Configuración clásica: la tensión geopolítica golpea, los mercados de energía se ajustan, las expectativas de inflación se disparan y las obligaciones se venden. Es como un reloj, con la diferencia de que esta vez se siente más caótico porque ya estamos sentados sobre una pólvora de incertidumbre macro.

He visto esta película en 2018-2019. Los shocks petroleros no se quedan regionales. Se propagan por todo — costos de envío, manufactura, precios al consumidor. ¿Y el mercado de bonos? Básicamente está gritando "no confiamos en esta estabilidad" ahora mismo.

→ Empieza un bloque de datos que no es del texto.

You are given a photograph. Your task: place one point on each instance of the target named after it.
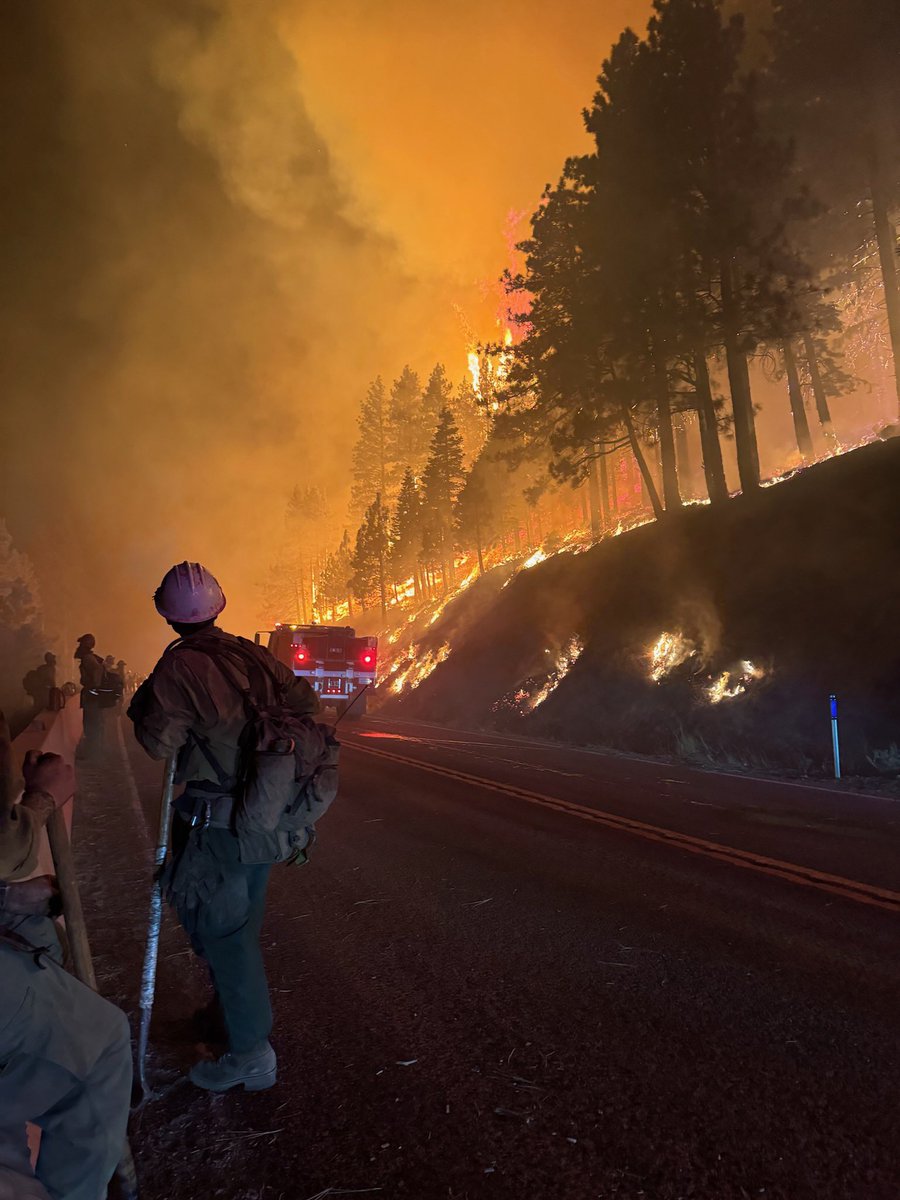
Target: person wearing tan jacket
(65, 1053)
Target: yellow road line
(807, 876)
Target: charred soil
(756, 610)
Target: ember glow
(733, 683)
(670, 651)
(415, 667)
(532, 693)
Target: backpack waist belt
(205, 808)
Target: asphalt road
(519, 971)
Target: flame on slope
(733, 683)
(670, 651)
(532, 693)
(415, 669)
(475, 372)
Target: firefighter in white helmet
(215, 880)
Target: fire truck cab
(336, 663)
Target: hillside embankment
(715, 635)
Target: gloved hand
(48, 773)
(37, 897)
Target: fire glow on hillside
(414, 667)
(670, 651)
(532, 693)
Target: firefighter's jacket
(91, 675)
(187, 702)
(21, 827)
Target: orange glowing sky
(443, 119)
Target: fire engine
(336, 663)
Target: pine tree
(337, 571)
(472, 420)
(370, 556)
(475, 511)
(408, 435)
(437, 396)
(407, 533)
(442, 481)
(371, 466)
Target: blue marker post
(835, 743)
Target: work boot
(253, 1069)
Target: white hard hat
(189, 594)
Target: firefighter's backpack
(287, 763)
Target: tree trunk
(382, 587)
(742, 401)
(708, 420)
(613, 490)
(652, 492)
(683, 456)
(604, 492)
(594, 499)
(822, 409)
(886, 235)
(478, 547)
(666, 433)
(798, 409)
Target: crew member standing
(215, 880)
(93, 673)
(65, 1053)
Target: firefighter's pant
(231, 943)
(65, 1066)
(95, 730)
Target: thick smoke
(220, 220)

Lo más alucinante es lo rápido que puede cambiar el sentimiento. Un titular y de repente todos están recalculando por completo su tesis sobre tipos, inflación y la política de la Fed. Es un recordatorio de que lo macro no es solo gráficos y datos: es geopolítica, flujos de energía y un montón de caos que no podemos modelar.

No digo que esto haga colapsar todo. Pero es otra variable en una ecuación que ya es complicada. Vigila el $WTI y cómo reaccionan los bancos centrales si esto escala.